Hospitality on the Camino
Most pilgrims on the Camino stay each night in Albergues. A night’s stay will rarely cost more than 10 Euros, usually between 5-8 Euros in a shared dormitory and sometimes they are donativos i.e. you pay what you can afford. They range from modern purpose-built hostels to obscure side-street rundown dwellings to historic monasteries to ancient chapels.
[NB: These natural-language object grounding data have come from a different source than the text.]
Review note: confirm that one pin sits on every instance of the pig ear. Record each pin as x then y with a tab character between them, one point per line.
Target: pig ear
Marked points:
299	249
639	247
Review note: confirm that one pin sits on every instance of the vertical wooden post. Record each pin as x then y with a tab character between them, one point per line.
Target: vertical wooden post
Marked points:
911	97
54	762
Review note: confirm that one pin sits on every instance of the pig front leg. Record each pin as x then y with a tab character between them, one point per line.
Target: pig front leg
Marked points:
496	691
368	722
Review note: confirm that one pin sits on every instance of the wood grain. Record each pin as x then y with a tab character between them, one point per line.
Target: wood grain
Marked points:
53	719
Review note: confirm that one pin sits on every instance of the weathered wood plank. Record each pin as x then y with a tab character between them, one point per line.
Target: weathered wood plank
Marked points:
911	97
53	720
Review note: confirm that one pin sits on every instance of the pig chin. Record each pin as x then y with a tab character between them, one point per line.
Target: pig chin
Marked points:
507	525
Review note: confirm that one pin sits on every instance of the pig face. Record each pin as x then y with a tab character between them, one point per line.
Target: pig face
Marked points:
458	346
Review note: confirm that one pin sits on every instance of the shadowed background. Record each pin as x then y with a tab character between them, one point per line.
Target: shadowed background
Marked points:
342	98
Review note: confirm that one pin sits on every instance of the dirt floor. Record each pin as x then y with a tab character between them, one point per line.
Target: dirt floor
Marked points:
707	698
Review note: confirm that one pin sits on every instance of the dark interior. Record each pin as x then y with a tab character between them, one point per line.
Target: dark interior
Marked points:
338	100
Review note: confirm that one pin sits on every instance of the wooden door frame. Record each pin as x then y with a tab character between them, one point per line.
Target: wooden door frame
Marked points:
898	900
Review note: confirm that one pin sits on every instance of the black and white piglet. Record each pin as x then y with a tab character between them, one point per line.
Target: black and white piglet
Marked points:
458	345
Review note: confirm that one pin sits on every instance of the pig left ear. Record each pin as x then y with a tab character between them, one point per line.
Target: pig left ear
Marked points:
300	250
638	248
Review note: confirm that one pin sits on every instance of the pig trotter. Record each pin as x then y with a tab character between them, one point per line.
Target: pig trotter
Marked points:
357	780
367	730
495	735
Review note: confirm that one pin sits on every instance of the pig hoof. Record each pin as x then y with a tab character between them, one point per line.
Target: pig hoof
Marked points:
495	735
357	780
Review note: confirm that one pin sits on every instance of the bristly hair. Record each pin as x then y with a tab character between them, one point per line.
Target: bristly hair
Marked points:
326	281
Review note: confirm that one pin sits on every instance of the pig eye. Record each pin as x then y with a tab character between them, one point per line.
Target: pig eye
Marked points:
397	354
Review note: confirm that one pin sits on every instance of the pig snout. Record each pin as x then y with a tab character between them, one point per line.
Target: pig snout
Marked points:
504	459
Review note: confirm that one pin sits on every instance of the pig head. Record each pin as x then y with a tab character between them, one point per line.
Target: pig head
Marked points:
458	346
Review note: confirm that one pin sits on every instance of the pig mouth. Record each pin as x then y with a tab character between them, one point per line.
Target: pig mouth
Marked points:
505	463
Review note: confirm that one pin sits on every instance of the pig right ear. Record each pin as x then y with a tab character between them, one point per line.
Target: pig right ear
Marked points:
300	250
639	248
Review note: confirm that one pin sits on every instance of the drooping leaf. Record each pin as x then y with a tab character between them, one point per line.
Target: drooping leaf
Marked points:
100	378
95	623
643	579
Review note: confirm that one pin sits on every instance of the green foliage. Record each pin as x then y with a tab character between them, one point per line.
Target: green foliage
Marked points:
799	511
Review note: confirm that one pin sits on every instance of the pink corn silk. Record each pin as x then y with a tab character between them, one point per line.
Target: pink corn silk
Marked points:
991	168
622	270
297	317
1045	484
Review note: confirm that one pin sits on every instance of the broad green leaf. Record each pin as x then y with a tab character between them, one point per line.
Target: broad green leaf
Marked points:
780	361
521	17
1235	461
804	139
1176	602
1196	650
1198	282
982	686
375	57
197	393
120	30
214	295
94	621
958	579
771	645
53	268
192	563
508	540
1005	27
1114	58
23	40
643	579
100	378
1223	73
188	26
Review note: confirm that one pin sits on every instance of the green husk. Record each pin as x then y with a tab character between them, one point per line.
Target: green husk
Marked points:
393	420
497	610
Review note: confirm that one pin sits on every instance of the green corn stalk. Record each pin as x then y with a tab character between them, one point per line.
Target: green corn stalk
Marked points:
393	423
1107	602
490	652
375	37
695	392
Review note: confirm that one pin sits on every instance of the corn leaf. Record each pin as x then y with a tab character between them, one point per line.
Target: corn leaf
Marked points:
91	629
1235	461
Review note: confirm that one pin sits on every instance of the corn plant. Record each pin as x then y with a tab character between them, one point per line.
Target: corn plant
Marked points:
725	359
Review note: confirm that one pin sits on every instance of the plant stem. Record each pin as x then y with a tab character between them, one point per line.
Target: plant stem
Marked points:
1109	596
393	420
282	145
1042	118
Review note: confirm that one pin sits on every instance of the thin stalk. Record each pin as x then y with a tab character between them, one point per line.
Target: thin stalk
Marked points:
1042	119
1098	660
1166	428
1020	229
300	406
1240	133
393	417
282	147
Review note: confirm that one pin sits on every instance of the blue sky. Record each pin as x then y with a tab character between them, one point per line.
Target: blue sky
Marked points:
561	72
One such was Ermita de San Nicolas that I stayed in a few nights ago. This was a small 13th Century building, restored and run by the Italian Confraternity of St James. At one end of the single room were the 8 beds , with a further 4 on a mezzanine floor. In the middle was the long table around which we pilgrims ate our meals. At the far end was a small open chapel. The building had no electricity, so both dinner and breakfast were by candlelight. Before dinner, we were invited to have our feet washed as a re-enactment of Christ washing the disciples’ feet. We prayed the Lord’s Prayer together in our own languages. Dressed in a kind of knights’ tabard, with scallop shops hanging over the front, one of the hospitaleros washed one foot, while the next one dried and kissed it! Each one of us had a prayer prayed over us that we would safely reach Santiago. Then we were served dinner – simple fare but lovingly shared. We sang a few impromptu songs, mainly in Italian. We were taken outside to see the stars, spectacular in an area of little light pollution. It was a truly special evening as we conversed together in our various languages. In the morning breakfast was served, there was another rendition of the Lord’s prayer, a further prayer for our journey and hugs for each of us as we went on our way.
It leaves me asking, how does my hospitality match up? Will I open up my home to all-comers, especially to those in particular need? Do I bless people as they set out and continue on life’s journey?
It’s food for thought from a very special night at a very special place.